As mentioned in many cases, normalization can be easily exaggerated. In such a case, performance will suffer and things will be really complex. Here is an example of normalization taken too far: a few years ago, a professor at a local university confronted me with an interesting example when I was talking to students. He told me that he uses the following example to explain to students that normalization can easily be taken too far. He invented the 7th normal form (which, of course, does not exist in professional database literature).
Here is an example:
test=# CREATE TABLE t_test (name text); CREATE TABLE test=# INSERT INTO t_test VALUES ('sealevel'), INSERT 0 1
There is still some redundancy in sealevel
. Some letters show up twice, so we can normalize that:
test=# CREATE TABLE t_char (id int, char char(1)); CREATE TABLE test=# INSERT INTO t_char VALUES (1, 's'), (2, 'e'), (3, 'a'), (4, 'l'), (5, 'v'), INSERT 0 5
In this table, one entry is made for each letter. In addition to this, a second table can be created to finally form the word:
test=# CREATE TABLE t_word (order_id int, char_id int); CREATE TABLE
The sealevel
can, therefore, be represented as the following table:
test=# INSERT INTO t_word VALUES (1, 1), (2, 2), (3, 3), (4, 4), (5, 2), (6, 5), (7, 2), (8, 4); INSERT 0 8
Joining entries together will reveal the word:
test=# SELECT order_id, char FROM t_word AS a, t_char AS b WHERE a.char_id = b.id ORDER BY order_id; order_id | char ----------+------ 1 | s 2 | e 3 | a 4 | l 5 | e 6 | v 7 | e 8 | l (8 rows)
What is the point of all this? The point is that you can normalize your data beyond recognition. But does it really make sense? In the example just outlined, everybody will agree that this is clearly useless and way beyond what is justified. Therefore, it is highly recommended if it is really worth introducing new relations, even if there is no chance of ever making changes to them.
To avoid excessive normalization, you can turn your attention to arrays. Arrays are a simple, and in many cases, a good way to reduce the number of relations, especially when you don't need hard integrity.
What is the main benefit of an array and of avoiding joins? Keep in mind that when using a join, you have to read data from two tables. This often means additional I/O, and most importantly, you have to join the data, which leads to sorting, hashing, merging, and so on.
If data is stored inline in an array, there is no need to read from two tables and join, merge, and so on.

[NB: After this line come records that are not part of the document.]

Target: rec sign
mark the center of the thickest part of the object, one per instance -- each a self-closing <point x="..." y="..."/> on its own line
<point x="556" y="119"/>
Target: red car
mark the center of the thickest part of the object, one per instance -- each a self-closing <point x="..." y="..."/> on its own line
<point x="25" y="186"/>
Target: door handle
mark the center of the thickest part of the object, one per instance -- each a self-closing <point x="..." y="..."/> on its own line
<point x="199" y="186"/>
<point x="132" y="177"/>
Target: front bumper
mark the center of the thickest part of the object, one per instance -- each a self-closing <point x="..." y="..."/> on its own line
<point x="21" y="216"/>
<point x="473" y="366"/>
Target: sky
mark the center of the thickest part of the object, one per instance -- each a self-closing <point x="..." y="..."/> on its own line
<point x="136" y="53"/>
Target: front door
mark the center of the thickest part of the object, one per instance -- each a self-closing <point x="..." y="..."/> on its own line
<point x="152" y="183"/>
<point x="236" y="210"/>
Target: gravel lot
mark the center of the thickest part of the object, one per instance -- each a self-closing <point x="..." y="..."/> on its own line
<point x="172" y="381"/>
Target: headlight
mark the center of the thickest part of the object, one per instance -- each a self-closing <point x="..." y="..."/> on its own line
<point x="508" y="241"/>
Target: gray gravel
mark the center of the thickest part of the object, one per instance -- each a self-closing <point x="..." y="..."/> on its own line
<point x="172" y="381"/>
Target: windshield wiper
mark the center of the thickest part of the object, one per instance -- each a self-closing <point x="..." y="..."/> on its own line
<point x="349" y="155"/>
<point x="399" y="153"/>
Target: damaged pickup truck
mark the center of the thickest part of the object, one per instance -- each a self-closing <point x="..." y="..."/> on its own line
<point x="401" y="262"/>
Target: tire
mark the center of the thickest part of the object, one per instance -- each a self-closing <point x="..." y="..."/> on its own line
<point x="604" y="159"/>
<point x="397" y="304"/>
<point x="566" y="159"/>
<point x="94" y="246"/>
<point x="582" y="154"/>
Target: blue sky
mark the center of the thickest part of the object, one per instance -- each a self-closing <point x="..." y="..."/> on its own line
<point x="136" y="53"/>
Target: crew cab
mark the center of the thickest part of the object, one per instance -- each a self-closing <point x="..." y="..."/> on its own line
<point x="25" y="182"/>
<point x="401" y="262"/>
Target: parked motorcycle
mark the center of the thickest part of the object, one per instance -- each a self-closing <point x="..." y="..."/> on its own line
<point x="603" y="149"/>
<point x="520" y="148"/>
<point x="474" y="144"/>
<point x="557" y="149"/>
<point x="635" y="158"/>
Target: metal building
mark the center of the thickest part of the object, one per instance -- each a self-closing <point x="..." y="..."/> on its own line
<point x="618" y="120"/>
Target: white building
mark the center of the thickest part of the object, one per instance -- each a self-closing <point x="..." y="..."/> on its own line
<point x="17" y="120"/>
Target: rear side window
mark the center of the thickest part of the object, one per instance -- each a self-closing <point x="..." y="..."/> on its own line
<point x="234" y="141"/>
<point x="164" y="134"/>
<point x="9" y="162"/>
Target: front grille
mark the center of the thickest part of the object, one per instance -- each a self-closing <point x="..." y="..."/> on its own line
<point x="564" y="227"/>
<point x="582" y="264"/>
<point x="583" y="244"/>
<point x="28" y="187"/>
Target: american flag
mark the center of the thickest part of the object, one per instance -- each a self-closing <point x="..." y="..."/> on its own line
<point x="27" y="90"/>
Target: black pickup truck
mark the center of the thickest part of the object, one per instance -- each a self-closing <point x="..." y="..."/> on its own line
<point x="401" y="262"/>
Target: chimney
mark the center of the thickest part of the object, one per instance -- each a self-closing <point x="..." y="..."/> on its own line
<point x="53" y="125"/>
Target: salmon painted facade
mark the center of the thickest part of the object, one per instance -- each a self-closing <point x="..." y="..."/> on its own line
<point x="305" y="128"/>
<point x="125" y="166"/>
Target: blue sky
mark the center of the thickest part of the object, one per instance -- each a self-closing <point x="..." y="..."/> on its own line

You may be able to enjoy the simplicity of a sequential scan or the speed of a single-index lookup to retrieve the data needed.
To show how arrays can be used to reduce normalization, the following example may be beneficial to you. The goal is to come up with a data structure for storing which people have been to which countries:
test=# CREATE TABLE t_country ( id int, country_code char(2) ); CREATE TABLE
Then some data can be added to the table:
test=# INSERT INTO t_country VALUES (1, 'DE'), (2, 'AT'), (3, 'BE'), (4, 'NL'), INSERT 0 4
In the next step, a table linking people and countries together is created:
test=# CREATE TABLE t_travel ( person text, country_id int); CREATE TABLE
Basically, this is the standard way of describing a relation like that. Take a look at this example:
test=# CREATE TABLE t_travel ( person text, country_list char(2)[] ); CREATE TABLE
It is very unlikely that the name of a country will change, and even if it does, you may not care too much. Imagine that somebody has been to the Soviet Union. Even after its breakup, you would still not change the name of the country you have visited in retrospect. Therefore, integrity is really not an issue here.
The beauty is that you can save on all the expenses that might be caused by the join. In fact, in large-scale systems, random I/O can be a major bottleneck, which should be avoided. By keeping data close together, you can avoid a ton of problems.
In fact, too many joins on too much data can be a real source of trouble in a productive system because as soon as your server hits a random I/O limitation imposed on you by your disk, performance will drop dramatically.